One of these layers may be the increased use of social media, the impact of which healthcare professionals are now researching.

“I think our current generation of teenagers going through school right now do spend so much more time on the phone connecting with other people, instead of in a room connecting with other people,” Merrin said.

According to a 2011 study by Yale researchers of internet use among Connecticut high school students, “problematic internet use was found to associate significantly with substance use, depression and aggression.”

“I do think that social media has something to do with that as much as it can connect people, it can also isolate people and the way it connects people can sometimes be very impersonal and allow for more cruelty,” Merrin said. “I do think that that contributes to their feelings of isolation and anxiety and therefore some of those needs that they’re having.”
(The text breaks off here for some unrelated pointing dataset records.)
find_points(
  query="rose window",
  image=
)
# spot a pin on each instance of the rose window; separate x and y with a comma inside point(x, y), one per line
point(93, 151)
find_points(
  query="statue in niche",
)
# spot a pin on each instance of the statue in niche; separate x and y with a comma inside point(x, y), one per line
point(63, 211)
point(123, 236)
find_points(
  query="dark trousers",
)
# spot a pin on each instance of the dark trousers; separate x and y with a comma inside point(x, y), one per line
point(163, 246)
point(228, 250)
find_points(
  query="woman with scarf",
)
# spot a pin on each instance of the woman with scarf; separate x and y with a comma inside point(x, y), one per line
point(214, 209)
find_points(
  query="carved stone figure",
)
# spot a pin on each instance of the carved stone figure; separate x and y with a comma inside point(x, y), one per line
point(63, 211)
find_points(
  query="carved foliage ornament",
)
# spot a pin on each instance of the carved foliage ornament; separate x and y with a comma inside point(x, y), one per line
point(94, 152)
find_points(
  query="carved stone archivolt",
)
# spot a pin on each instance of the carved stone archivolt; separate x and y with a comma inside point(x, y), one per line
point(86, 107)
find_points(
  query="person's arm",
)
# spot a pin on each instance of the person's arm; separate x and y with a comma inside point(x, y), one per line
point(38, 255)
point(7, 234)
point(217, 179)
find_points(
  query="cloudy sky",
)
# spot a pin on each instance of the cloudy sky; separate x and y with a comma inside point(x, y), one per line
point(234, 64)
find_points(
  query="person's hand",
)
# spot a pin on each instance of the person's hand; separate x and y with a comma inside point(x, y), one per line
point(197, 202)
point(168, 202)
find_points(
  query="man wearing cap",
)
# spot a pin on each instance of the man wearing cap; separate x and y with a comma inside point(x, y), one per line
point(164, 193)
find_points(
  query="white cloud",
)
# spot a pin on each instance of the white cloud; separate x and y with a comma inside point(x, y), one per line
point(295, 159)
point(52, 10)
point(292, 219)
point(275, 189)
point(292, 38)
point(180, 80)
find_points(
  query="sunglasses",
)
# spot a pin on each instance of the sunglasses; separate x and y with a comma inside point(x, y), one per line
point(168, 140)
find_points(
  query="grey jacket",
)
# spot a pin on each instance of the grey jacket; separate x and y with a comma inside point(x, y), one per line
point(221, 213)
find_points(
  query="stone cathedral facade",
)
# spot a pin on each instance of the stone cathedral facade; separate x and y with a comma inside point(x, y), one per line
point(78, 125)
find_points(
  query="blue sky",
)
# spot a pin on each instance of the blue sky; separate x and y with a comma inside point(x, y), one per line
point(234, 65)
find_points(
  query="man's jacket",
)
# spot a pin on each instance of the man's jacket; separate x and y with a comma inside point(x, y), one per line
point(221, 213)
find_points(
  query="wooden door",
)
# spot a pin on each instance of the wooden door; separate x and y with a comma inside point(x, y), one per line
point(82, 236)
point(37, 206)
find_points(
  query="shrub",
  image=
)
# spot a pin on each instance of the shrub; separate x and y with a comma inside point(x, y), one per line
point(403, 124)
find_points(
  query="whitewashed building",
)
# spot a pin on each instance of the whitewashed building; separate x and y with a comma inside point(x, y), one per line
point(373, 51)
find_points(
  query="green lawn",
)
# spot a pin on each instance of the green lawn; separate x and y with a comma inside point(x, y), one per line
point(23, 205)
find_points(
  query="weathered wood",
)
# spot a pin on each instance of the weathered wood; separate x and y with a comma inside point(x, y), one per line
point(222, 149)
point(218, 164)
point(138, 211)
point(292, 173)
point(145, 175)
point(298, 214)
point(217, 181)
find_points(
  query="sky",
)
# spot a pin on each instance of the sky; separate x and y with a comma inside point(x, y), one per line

According to a study done by researchers from San Diego State University and Florida State University, adolescents who spent more time on screen activities were significantly more likely to have symptoms of depression or have at least one suicide-related outcome.

Merrin said she believes there’s also “a lot of anxiety around performance,” citing pressures like getting admitted to certain colleges and receiving scholarships.

Teens are “worrying that a B isn’t enough when it’s perfectly fine,” Merrin said.

Gates, who started working at Teen Lifeline as a peer counselor when she was 15, said Teen Lifeline sees a rise in calls and texts to their hotlines at the beginning of the school year, especially “about the more serious things like suicide, self-injury, things like that, that are really worrisome.”

Kids are “really stressed out this time of year” with the pressures of academics and other extracurriculars, Gates said.

Dr. April Foreman, licensed psychologist and board member of the American Association of Suicidology, said understanding teen suicide is not so simple.

“Something is really straining the wellness of people in the U.S., and as a result more people are dying by suicide, but we don’t know for sure why and we don’t know for sure what to do about it,” Foreman said.

Moreover, the “stigma is the lowest it’s ever been, but our rates are some of the highest they’ve ever been,” Foreman said. “And what we need to do is turn that into public action.”

“I think it’s clear that we’ve had more stress than we’ve ever had since they’ve been tracking stress as a variable in our lives,” Merrin said. “There is a lot of anxiety and depression and isolation and we’re really trying to work hard to counteract that by being a district where kids feel and staff feel respected and connected and cared for.”